In a recent study posted to the medRxiv* pre-print server, researchers identified spatial/geographical (county-level) features associated with increased coronavirus disease 2019 (COVID-19) cases and death counts in the United States (US) across different temporal phases of the COVID-19 pandemic.
The team trained and tested a structured gaussian processing (SGP)-based machine learning framework on a geographically-tagged large dataset of demographic, socioeconomic, and political data from all the US counties.
The impact of COVID-19 has been heterogeneous all across the US concerning severe acute respiratory syndrome coronavirus 2 (SARS-CoV-2) transmission and COVID-19 mortality.
In the US, public health interventions and resources allocations occur at the county level. COVID-19 spread depends upon proximity, hence spatial analysis, employing geographic information systems (GIS), allowed researchers to investigate associations between demographic, socioeconomic factors, and COVID-19 pandemic dynamics at the county level.
Further, it helped them identify and target areas at the highest risk of becoming a COVID-19 hotspot (spatially) to help flatten the pandemic curve.
About the study
In the present study, researchers gathered county-level daily case counts between January 22, 2020, and March 21, 2021, from the Center for Systems Science and Engineering at Johns Hopkins University; likewise, the United States Census Bureau and the National Center for Health Statistics provided country-specific features.
The team predicted daily COVID-19 case counts and death counts for each county using an SGP regression algorithm at the beginning of each week, starting April 6, 2020, until March 21, 2021.
The model was trained on randomly selected two-thirds of the counties in each state and predicted case and death counts of the remaining one-third of the counties. They normalized the daily COVID-19 case and death counts per 100,000 residents to compute a seven-day moving average.
The team used Pearson’s correlation coefficient (PCC) to assess the accuracy of predictions that represented how well the algorithms captured the event count dynamics; likewise, the proportion of variance (R2) showed the proportion of total variation in the model outcomes.
After recognizing highly predictive spatial features, the researchers used a clustering algorithm termed topic modeling (TM) to identify combinations of spatial features closely linked to the COVID-19 spread.
TM computed sets of co-occurring features that could link counties to topics.
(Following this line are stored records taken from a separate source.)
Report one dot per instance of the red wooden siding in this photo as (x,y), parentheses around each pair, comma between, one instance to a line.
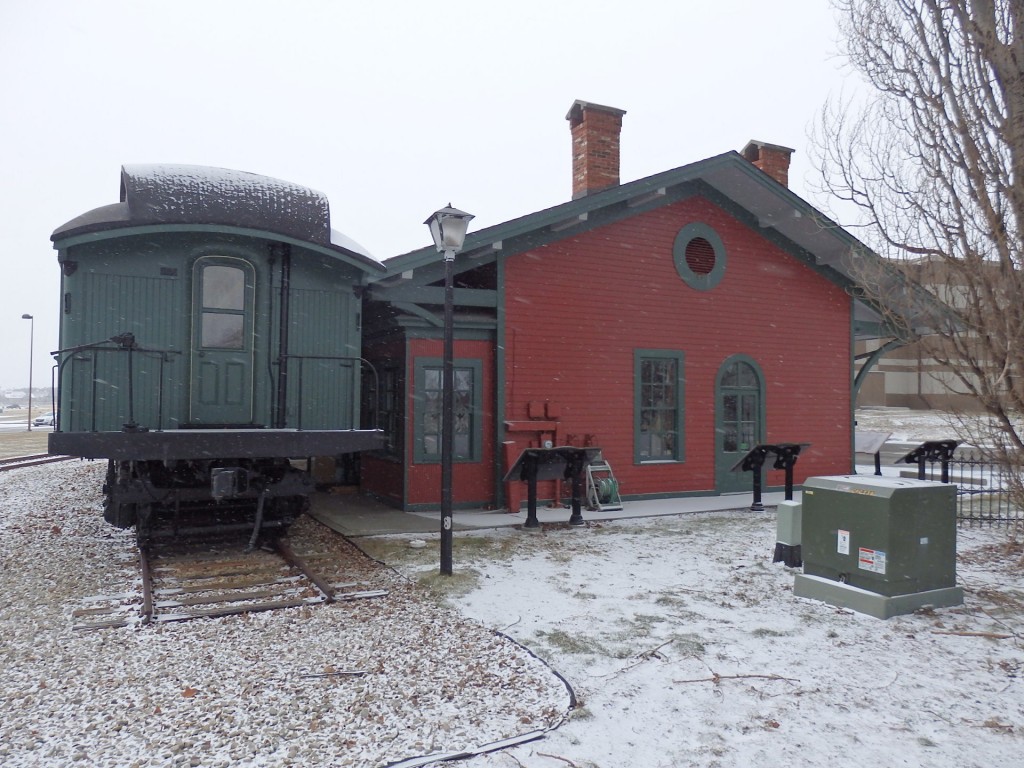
(577,310)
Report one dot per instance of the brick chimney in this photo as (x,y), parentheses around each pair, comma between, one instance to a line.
(771,159)
(595,146)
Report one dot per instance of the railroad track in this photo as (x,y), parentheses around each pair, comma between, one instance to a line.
(182,580)
(19,462)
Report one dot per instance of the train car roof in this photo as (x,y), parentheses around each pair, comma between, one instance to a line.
(189,196)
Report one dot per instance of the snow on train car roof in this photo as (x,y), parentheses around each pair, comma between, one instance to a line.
(201,195)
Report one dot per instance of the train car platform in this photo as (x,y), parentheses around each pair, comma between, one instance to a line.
(355,515)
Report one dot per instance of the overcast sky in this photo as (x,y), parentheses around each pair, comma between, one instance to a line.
(391,109)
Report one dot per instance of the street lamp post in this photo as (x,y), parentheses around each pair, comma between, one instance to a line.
(448,227)
(32,344)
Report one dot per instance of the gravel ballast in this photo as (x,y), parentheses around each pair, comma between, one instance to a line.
(361,683)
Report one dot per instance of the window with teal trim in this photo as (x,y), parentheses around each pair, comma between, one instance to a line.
(658,410)
(699,256)
(467,427)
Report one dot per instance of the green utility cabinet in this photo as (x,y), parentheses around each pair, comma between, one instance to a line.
(882,546)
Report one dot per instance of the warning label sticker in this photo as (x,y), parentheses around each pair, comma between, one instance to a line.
(871,559)
(843,543)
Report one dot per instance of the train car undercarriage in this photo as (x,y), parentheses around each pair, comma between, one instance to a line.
(187,497)
(179,481)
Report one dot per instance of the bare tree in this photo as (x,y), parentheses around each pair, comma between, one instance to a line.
(935,162)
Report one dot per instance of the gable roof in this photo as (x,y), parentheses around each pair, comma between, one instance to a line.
(729,180)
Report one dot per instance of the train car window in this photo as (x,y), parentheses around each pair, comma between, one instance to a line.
(223,331)
(223,307)
(223,288)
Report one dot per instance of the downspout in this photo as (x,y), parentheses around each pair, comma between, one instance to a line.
(284,250)
(872,359)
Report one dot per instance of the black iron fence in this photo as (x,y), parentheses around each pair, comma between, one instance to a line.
(982,491)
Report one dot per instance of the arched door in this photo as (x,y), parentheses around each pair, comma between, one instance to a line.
(221,391)
(739,420)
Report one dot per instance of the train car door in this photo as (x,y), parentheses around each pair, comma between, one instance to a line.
(221,386)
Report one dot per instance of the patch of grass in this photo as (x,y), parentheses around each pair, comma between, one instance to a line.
(462,582)
(688,645)
(765,632)
(571,643)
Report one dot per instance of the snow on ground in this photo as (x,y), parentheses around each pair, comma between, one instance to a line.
(906,425)
(681,639)
(266,689)
(686,647)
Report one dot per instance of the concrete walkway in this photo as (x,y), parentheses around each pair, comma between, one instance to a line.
(355,515)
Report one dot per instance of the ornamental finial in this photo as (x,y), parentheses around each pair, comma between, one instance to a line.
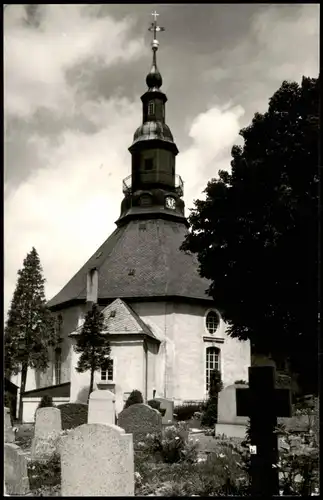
(155,28)
(154,79)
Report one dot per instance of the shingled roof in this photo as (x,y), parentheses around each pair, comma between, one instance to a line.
(120,318)
(140,260)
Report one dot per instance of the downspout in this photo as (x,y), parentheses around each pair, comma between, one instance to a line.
(165,375)
(146,369)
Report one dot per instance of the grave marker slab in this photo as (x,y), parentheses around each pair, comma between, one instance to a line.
(15,470)
(102,407)
(48,424)
(263,403)
(139,420)
(97,460)
(9,435)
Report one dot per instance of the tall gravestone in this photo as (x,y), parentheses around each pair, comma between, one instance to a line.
(9,435)
(139,420)
(97,460)
(168,405)
(263,403)
(228,422)
(102,407)
(48,425)
(15,470)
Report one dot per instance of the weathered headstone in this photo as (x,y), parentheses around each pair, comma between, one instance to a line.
(9,435)
(228,422)
(15,470)
(263,403)
(97,460)
(102,407)
(48,425)
(168,405)
(139,420)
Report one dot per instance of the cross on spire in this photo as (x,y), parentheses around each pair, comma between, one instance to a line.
(155,28)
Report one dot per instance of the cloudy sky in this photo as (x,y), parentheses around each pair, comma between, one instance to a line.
(73,79)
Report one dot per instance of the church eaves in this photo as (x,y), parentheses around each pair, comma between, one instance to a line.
(140,260)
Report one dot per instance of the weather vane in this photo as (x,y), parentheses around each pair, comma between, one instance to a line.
(155,28)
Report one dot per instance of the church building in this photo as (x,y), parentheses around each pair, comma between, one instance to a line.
(166,333)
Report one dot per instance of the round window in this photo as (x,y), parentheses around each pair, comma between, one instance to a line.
(212,321)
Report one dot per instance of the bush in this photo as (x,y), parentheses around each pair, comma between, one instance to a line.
(210,414)
(135,397)
(153,403)
(186,411)
(73,415)
(45,402)
(44,474)
(171,447)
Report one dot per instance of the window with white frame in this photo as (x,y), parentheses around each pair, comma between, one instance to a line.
(212,321)
(212,363)
(58,365)
(107,373)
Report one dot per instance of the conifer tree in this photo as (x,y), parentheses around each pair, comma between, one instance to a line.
(93,345)
(29,330)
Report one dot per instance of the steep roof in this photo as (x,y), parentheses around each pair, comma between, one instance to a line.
(140,260)
(120,318)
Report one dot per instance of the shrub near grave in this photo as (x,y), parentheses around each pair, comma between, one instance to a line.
(135,397)
(73,415)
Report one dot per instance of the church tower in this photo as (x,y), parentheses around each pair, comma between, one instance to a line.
(166,334)
(153,189)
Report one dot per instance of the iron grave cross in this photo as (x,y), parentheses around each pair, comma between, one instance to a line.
(263,403)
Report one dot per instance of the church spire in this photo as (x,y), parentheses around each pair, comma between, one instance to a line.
(153,189)
(154,79)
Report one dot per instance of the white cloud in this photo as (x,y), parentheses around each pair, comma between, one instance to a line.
(36,60)
(213,134)
(67,209)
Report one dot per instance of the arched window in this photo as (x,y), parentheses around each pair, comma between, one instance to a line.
(212,363)
(151,108)
(58,365)
(212,321)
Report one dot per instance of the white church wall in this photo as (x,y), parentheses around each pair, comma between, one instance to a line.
(154,315)
(180,366)
(129,372)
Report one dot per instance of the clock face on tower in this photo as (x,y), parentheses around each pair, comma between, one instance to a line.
(170,202)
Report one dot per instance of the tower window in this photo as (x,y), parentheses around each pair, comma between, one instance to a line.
(58,365)
(151,108)
(212,363)
(107,373)
(149,164)
(212,321)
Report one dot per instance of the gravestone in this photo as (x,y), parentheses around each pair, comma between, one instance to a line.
(168,405)
(97,460)
(263,403)
(15,470)
(9,435)
(102,407)
(228,422)
(139,420)
(48,425)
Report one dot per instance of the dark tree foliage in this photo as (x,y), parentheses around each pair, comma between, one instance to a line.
(134,397)
(30,328)
(256,234)
(93,345)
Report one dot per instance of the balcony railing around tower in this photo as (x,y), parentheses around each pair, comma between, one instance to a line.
(127,185)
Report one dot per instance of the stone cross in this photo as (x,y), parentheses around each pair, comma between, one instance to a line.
(263,403)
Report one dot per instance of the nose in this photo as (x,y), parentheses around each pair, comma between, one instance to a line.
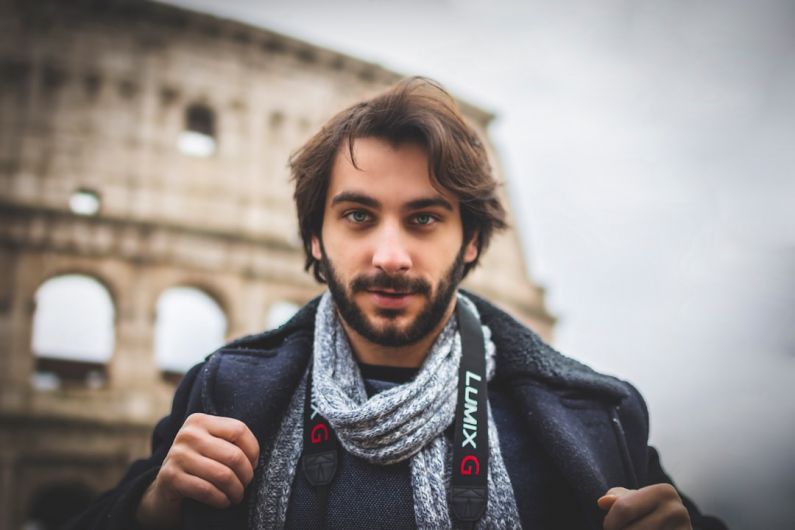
(391,254)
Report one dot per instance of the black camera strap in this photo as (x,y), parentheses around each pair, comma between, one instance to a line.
(469,482)
(321,450)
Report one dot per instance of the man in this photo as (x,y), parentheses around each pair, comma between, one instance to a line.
(359,412)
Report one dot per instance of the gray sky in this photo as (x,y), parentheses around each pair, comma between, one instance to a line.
(649,152)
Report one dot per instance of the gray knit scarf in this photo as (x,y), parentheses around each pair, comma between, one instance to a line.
(405,421)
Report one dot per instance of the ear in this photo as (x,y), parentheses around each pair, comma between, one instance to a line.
(471,250)
(316,248)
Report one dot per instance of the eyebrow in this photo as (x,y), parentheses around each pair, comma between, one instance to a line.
(365,200)
(349,196)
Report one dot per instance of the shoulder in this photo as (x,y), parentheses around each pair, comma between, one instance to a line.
(253,378)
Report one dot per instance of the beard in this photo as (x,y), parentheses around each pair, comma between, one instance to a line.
(391,334)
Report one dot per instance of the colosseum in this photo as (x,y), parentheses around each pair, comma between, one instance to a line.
(143,171)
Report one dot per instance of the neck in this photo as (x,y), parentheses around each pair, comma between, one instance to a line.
(409,356)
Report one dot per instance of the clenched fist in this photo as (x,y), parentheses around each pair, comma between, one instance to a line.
(212,460)
(655,507)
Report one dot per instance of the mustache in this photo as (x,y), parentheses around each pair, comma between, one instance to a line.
(383,280)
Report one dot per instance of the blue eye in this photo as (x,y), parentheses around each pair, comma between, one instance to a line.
(358,216)
(424,219)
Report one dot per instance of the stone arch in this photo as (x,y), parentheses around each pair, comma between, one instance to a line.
(55,503)
(73,330)
(280,311)
(199,136)
(190,322)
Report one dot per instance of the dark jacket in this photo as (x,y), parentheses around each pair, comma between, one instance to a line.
(594,428)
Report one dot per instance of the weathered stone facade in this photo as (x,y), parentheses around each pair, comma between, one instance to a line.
(93,96)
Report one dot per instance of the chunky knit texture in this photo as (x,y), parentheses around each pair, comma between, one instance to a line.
(405,422)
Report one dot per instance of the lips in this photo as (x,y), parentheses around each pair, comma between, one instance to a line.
(389,299)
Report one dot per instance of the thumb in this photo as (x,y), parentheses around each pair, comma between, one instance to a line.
(612,495)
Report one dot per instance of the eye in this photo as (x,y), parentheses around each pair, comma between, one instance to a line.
(357,216)
(425,219)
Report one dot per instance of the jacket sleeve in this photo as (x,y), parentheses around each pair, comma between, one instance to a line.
(115,510)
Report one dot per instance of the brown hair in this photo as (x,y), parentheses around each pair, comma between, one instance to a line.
(415,110)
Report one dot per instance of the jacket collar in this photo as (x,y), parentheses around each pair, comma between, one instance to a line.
(521,354)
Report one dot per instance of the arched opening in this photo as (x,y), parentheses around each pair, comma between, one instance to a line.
(189,325)
(73,332)
(198,138)
(55,504)
(280,312)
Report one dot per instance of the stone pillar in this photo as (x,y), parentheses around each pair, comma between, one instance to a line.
(18,282)
(133,371)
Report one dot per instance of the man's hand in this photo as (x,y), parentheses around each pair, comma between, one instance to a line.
(211,460)
(655,507)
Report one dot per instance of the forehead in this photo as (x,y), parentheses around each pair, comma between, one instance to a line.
(391,174)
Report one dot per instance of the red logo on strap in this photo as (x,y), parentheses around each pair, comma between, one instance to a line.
(470,465)
(319,433)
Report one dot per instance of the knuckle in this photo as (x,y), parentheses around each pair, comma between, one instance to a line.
(237,430)
(621,509)
(224,477)
(196,417)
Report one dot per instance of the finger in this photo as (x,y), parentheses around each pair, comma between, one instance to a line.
(218,449)
(193,487)
(627,508)
(668,516)
(633,505)
(233,431)
(220,476)
(606,501)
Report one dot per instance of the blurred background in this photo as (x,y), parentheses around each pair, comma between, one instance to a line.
(646,150)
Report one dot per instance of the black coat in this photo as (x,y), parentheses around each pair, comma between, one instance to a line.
(594,428)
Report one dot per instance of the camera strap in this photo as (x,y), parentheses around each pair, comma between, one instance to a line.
(469,481)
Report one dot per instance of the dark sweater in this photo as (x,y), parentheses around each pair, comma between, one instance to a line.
(365,495)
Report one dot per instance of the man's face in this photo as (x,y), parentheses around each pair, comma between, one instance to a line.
(392,246)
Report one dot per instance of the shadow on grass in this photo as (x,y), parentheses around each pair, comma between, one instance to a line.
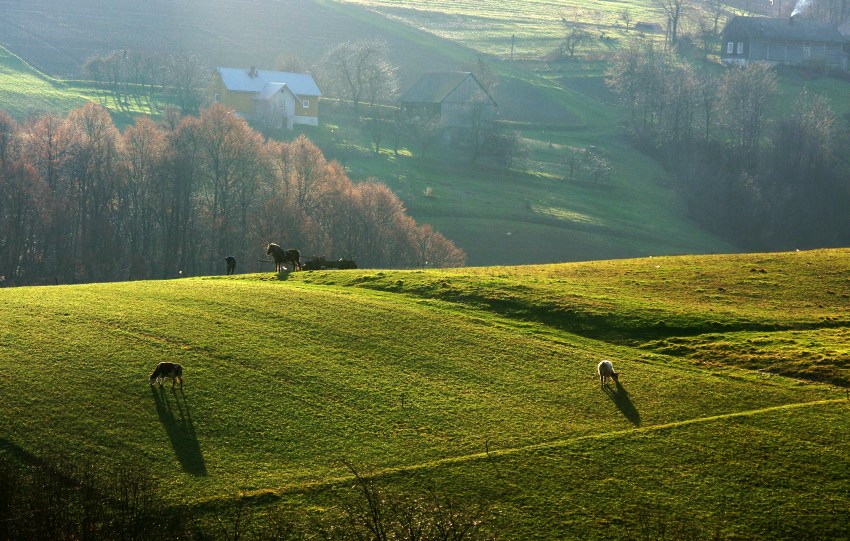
(176,418)
(621,398)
The researchers segregated discrete groups of counties with similar spatial features (topic contributions) and derived nine clusters of counties based on the relative contributions of Latent Dirichlet Allocation (LDA) topics.
Within each cluster, they showed topic contributions by plotting the average z-score normalized topic score. Likewise, within each quintile, a histogram showed clusters of counties with a higher incidence of cases and deaths per capita.
The overall and median PCC and R2 across counties were 0.96 and 0.98, and 0.84 and 0.94, respectively. The observed R2 value greater than 0.90 (in most states) demonstrated that the study model built on spatial features could account for most of the variance in the COVID-19 case and death counts.
The predicted COVID-19 cases and death counts were strongly associated with measures of age, urbanicity, and presidential voting margin. Correlation analysis revealed that the interactions between socioeconomic, health, and racial features complicated the interpretation of the relationships between the spatial features and the COVID-19 dynamics.
TM was able to associate features with topics and could group geographically remote but demographically similar counties. Additionally, TM clustered many geographically-similar counties. For instance, in Cluster 1, the Midwest region witnessed the largest surge in the COVID-19 cases and deaths during 2020 and had counties with high scores from topics 1, 3, and 9 and low scores from topic 10.
While TM showed that counties with similar demographic and socioeconomic features tended to cluster together, the unsupervised clustering based on these topics identified county groups that witnessed varying COVID-19 spread.
As clustering delineated cases from deaths and initial phase from nationwide phase dynamics, it highlighted plasticity in the composition of spatial features which were strongly associated with COVID-19 risk.
Accordingly, Cluster 3, geographically restricted to the Southeast US geographical region, was associated with high COVID-19 case counts during the initial phase, and Cluster 0 restricted to Texas and the Rocky Mountain region, was associated with high COVID-19 case counts during the nationwide phase.
Intriguingly, the presidential vote margin was the most consistently selected spatial feature in all the COVID-19 prediction models. It stood independently and showed no collinearity with other spatial factors.
To summarize, the study findings showed that spatial features accounted for the majority of variance in COVID-19 cases and death counts across the US.
Predictive modeling based on combinations of spatial features could identify counties at the highest risk for COVID-19 spread and inform policymakers to prioritize these counties for aggressive mitigation strategies, especially under limited resources.
Importantly, TM provided a novel dimensional reduction approach to examine epidemiologic data and also proved to be a great tool for analyzing datasets with collinear variables.
medRxiv publishes preliminary scientific reports that are not peer-reviewed and, therefore, should not be regarded as conclusive, guide clinical practice/health-related behavior, or treated as established information.